Valentina smiled, a small motion hidden by the bulk of the mug. A sip of tea calmed her as she moved it away. “Somehow I doubt that anything about you is as simple and obvious as an open book.”
“For you it is. All you need do is ask. So,” he settled deeper, more comfortably into the soft leather of the sofa, sipping the hearty brew. “What would you like to know, Valentina?”
“Oh, I don’t know.” A grimace meant for a cool smile made mockery of her indifference. “What you do. How you became so skilled in so many areas, in and beyond the business.” Who you are. Why you’re here. What you want of me. As the real questions of concern nagged at her, she watched him blandly, her true thoughts no more evident than his.
“My personal life is simple. I love a challenge, and a change of pace from the daily routine is more restful than idleness.” Brief eye contact, a lifted brow, a nod, underscored a common bond. “Whatever skills I’ve acquired over the years are no more than a reflection of that. My job is as simple. I love the challenge, and I do whatever is needed by McCallum International.”
“A simple job description often means a complicated responsibility, and, in this case, a more than competent man.”
Rafe inclined his head, conceding one more point. “Another O’Hara philosophy?”
“An observation, Mr. CEO. My own.”
“Based on...?”
“Public knowledge that under the dual guidance of Patrick McCallum and Rafe Courtenay, McCallum Investments of Scotland has grown into McCallum American and then McCallum International. That your name is as well known in certain circles as Patrick’s. That half of the company would be yours, if you would accept it.”
“You’ve done your homework.”
“What I’ve said is common knowledge in business and trade journals,” Valentina demurred.

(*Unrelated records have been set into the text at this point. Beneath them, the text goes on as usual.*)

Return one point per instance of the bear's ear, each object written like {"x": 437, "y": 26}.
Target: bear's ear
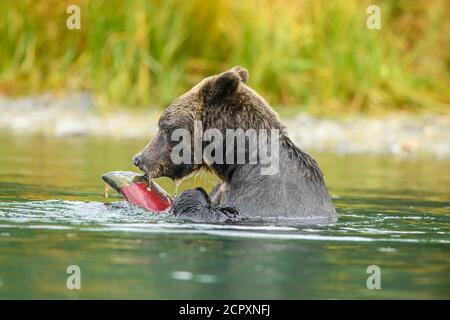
{"x": 242, "y": 72}
{"x": 225, "y": 84}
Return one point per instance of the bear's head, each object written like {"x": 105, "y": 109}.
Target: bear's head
{"x": 221, "y": 102}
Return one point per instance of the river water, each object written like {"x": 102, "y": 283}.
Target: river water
{"x": 394, "y": 214}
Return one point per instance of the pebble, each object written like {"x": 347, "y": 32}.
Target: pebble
{"x": 407, "y": 135}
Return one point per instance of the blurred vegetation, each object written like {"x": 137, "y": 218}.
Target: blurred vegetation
{"x": 313, "y": 55}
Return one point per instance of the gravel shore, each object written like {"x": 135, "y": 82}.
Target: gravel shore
{"x": 74, "y": 115}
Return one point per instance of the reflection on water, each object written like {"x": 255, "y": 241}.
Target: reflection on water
{"x": 394, "y": 213}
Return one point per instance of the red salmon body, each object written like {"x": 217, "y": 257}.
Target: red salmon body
{"x": 141, "y": 195}
{"x": 138, "y": 190}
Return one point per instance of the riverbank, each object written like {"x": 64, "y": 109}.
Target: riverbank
{"x": 75, "y": 115}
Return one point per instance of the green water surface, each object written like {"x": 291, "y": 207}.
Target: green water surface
{"x": 394, "y": 213}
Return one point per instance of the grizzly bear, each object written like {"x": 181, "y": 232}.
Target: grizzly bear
{"x": 224, "y": 102}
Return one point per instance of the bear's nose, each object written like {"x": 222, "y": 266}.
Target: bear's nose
{"x": 137, "y": 160}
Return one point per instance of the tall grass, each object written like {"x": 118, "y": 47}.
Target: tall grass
{"x": 314, "y": 54}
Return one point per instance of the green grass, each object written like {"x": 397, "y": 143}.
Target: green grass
{"x": 310, "y": 55}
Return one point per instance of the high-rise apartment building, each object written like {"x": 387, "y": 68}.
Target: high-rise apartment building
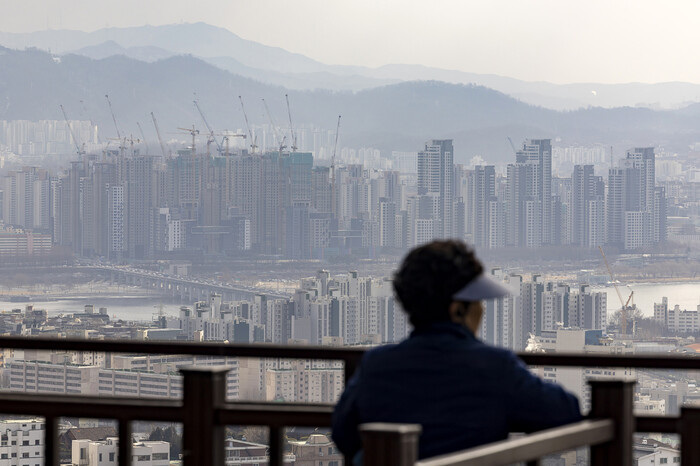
{"x": 436, "y": 176}
{"x": 530, "y": 195}
{"x": 636, "y": 209}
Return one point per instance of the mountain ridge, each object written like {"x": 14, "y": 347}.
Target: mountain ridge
{"x": 278, "y": 66}
{"x": 392, "y": 117}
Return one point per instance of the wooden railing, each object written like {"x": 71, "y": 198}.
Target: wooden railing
{"x": 204, "y": 411}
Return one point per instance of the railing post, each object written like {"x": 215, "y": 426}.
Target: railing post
{"x": 51, "y": 450}
{"x": 204, "y": 390}
{"x": 689, "y": 428}
{"x": 385, "y": 444}
{"x": 613, "y": 400}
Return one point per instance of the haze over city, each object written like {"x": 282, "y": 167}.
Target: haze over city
{"x": 251, "y": 175}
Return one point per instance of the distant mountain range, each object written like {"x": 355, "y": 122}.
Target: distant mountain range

“It has been in the past, but there’s been nothing recently. So, you made the effort to search out information from back issues.” Rafe sipped his tea and returned the mug to the tray. “Not an easy task.”
“Not so difficult, either.”
“Why? Why did you care?”
Valentina dismissed the depth and importance of her interest. “I was simply curious about the sort
of man who would go to the limit, as you did, for the child of a friend.”

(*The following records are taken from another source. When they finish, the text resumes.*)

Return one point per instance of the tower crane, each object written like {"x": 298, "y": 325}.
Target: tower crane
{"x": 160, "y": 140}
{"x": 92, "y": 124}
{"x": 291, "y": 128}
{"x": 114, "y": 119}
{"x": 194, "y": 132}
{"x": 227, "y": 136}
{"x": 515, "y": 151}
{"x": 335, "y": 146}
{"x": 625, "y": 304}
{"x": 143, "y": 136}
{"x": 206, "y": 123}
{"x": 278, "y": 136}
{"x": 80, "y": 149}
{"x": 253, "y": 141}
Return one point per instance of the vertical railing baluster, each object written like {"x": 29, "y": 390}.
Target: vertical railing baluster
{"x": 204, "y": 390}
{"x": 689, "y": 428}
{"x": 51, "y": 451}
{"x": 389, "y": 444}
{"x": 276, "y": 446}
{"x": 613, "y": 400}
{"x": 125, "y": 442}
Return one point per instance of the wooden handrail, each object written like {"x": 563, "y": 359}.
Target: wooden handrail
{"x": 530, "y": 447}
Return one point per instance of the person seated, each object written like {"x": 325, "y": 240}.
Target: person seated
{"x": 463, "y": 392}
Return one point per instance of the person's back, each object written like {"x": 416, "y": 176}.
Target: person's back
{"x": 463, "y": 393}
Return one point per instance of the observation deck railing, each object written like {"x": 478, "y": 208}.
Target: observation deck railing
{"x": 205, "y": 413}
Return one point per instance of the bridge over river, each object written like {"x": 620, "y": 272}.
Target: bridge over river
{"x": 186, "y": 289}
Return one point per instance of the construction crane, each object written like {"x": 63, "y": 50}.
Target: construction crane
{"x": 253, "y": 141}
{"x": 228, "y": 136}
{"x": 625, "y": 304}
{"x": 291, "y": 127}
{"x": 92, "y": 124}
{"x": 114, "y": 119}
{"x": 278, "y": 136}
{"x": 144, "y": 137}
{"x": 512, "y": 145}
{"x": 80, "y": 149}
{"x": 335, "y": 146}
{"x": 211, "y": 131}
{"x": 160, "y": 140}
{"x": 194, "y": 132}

“Courtney is more than the child of a friend. She’s my goddaughter. A responsibility I take seriously.”
“More than that, you love her, as you love her parents and her brothers.”
“You learned all of this from journals?”
Valentina shook her head. “No journal could describe the lesson learned from the desert and the mountain.”

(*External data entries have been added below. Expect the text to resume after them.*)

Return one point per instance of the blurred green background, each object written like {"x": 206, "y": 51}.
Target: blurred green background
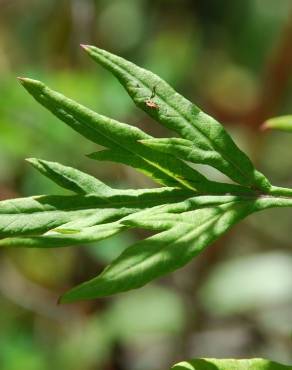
{"x": 234, "y": 59}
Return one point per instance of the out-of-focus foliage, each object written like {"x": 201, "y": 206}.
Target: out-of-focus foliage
{"x": 283, "y": 123}
{"x": 219, "y": 60}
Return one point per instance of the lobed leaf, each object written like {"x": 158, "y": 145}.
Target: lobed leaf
{"x": 182, "y": 235}
{"x": 186, "y": 215}
{"x": 180, "y": 115}
{"x": 118, "y": 137}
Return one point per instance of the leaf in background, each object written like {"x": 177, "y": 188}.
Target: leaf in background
{"x": 230, "y": 364}
{"x": 283, "y": 123}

“But you took it a step further.”
“I suppose I did.”
“Again, why?”
“I was curious.” Scrubbing her palms over worn denim, she avoided meeting his look. “It shouldn’t surprise you that I would be, given the circumstances.”
Rafe wouldn’t let her off so easily. “What circumstances are we discussing?” When there was no response after a moment he insisted gently, “Look at me, O’Hara. Look at me and tell me what circumstances.”
Setting the tea aside, to forestall their betrayal of her agitation, Valentina laced her fingers and folded her hands about her knees. Drawing a long, slow, breath, she admitted only a partial truth. “I don’t know.”
“Did your research have anything to do with Courtney? Anything at all?”
Her folded hands clasped her knee closely, the bones hard against her palms. A lie would neither deceive nor deter him. “It had nothing to do with Courtney.”
“Then why?” The same song, same verse, the same challenge, but too vital to abandon. “Why do you care?”
Rafe waited, seeing the tension in her, feeling it hum between them.
There it was, Valentina knew she should have expected it from the moment he stepped on shore. He hadn’t become the person he was by skirting issues. Nor, she admitted, had she. Abandoning her blind study of her hands, she took up the gauntlet, giving back the same unrelenting challenge. “For the same reason you’re here, I imagine. So, why don’t you tell me.”
As Rafe watched her, pensively, from the distance guarded by the table, the wind moaned again in the eaves. A down draft sent a shower of sparks flying over the broad hearth. Light beyond the window darkened another subtle degree, before a barely perceptible smile flickered over his lips. “I would like to meet the man who taught you self-defense.”